When Carolina Dining Services first started offering sustainable food last year, the menus looked a lot like what they were already serving.
Executive Chef Paul Basciano was struggling to find enough local ingredients, and students weren’t backing the offerings with their dollars — two continuing challenges to UNC’s efforts to provide more sustainable dining options.
“I would put a menu together and then start calling local farmers, finding out they couldn’t keep up with our demand,” Basciano said.
Then Basciano changed tactics. Now, “I don’t write a menu until I know what they have.”
Sales at 1.5.0. in Lenoir, which opened in January, are so far exceeding expectations. Basciano credits the unique menu and the sustainable focus.
“I try to cook fresh, interesting food you can’t get anywhere else on this campus,” he said.
A way of doing business
The idea was born from lobbying by student and community groups, who wanted CDS to offer sustainable food in campus dining halls.
The compromise was 1.5.0. — a test to see if sustainable food could be sourced and sold on campus. Basciano was asked to create a retail location dedicated entirely to sustainable food; making it work has required close collaboration with local farmers, which isn’t easy for an organization UNC’s size.
“It’s an administrative as well as a culinary process,” CDS Director Scott Myers said. “The difficult part is tracking where your food comes from and finding ways to source it. You find all kinds of challenges doing that.”
CDS serves more than 10,000 meals a day and purchases millions of dollars of food every year. Its purchasing power has significant effects on the economy and, in particular, on the North Carolina food industry. The University purchased 13 percent of its food last year from 29 local growers in North Carolina, Myers said.
Dining services operates two sustainable food retail locations: 1.5.0. and Greens at The Beach Cafe near the medical school. Some sustainable food is also offered at Lenoir and Rams Head dining halls, including grass-fed beef and free-range eggs.
One challenge is volume: college dining halls, hospitals, corporate cafeterias and other large venues serve a lot of food. Most farmers at local farmer’s markets could not provide enough alone, organic or otherwise. National food distributors like Sysco can.
“The industry is built on trying to maximize efficiency,” said Myers. “So when you talk about going to small, local farms, you’re creating a different way of doing business.”
Eastern Carolina Organics is one group trying to make it easier for smaller farms to sell their products. They distribute food produced by smaller farms to organizations and schools such as Duke University, Guilford College in Greensboro and Averett University in Virginia.
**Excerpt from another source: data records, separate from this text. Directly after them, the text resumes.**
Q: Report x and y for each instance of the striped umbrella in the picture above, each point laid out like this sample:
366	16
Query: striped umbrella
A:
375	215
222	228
But even groups like Eastern Carolina Organics often cannot provide the services larger cafeterias like UNC need.
“It’s important to think about it not just from a financial perspective but also from a prep perspective,” said Sandi Kronick, ECO’s CEO.
“There’s a lot of different work that a kitchen needs to do if they’re getting food that’s fresh and raw and not processed.”
Alice Ammerman of UNC’s Gillings School of Global Public Health said medium-sized North Carolina farms may be the answer.
These farms, which produce too much to be able to sell solely at farmers markets but not enough to supply large distributors, find themselves caught in the middle.
Ammerman’s hope is that farms like this can connect with groups such as UNC.
A limited budget
The cost of supplying a place like UNC with sustainable food is yet another hurdle. Even where sustainable food is available, it tends to cost more.
Buying local and organic ingredients in high volume usually costs 200 percent to 250 percent more than regular food, Basciano said.
“It basically comes down to economics,” said senior Jordan Treakle, co-founder of FLO (Fair, Local, Organic), a student group that advocates for sustainable food on campus. “They have to be able to provide food for students, they have a limited budget, and some of these foods cost more.”
Many other universities with leading sustainable food initiatives, such as Yale University, either require students to purchase meal plans (providing consistent funding) or receive special grants. UNC does neither.
Despite the higher price tag, Myers and Basciano report that sales of sustainable food are considerably higher than expected. This is encouraging news for FLO and other groups pushing for even more sustainable options.
The success of 1.5.0. will help the University make future sustainable food decisions.
“Anything we can do that is financially viable, we should be doing, and hopefully we’re already doing,” said Myers.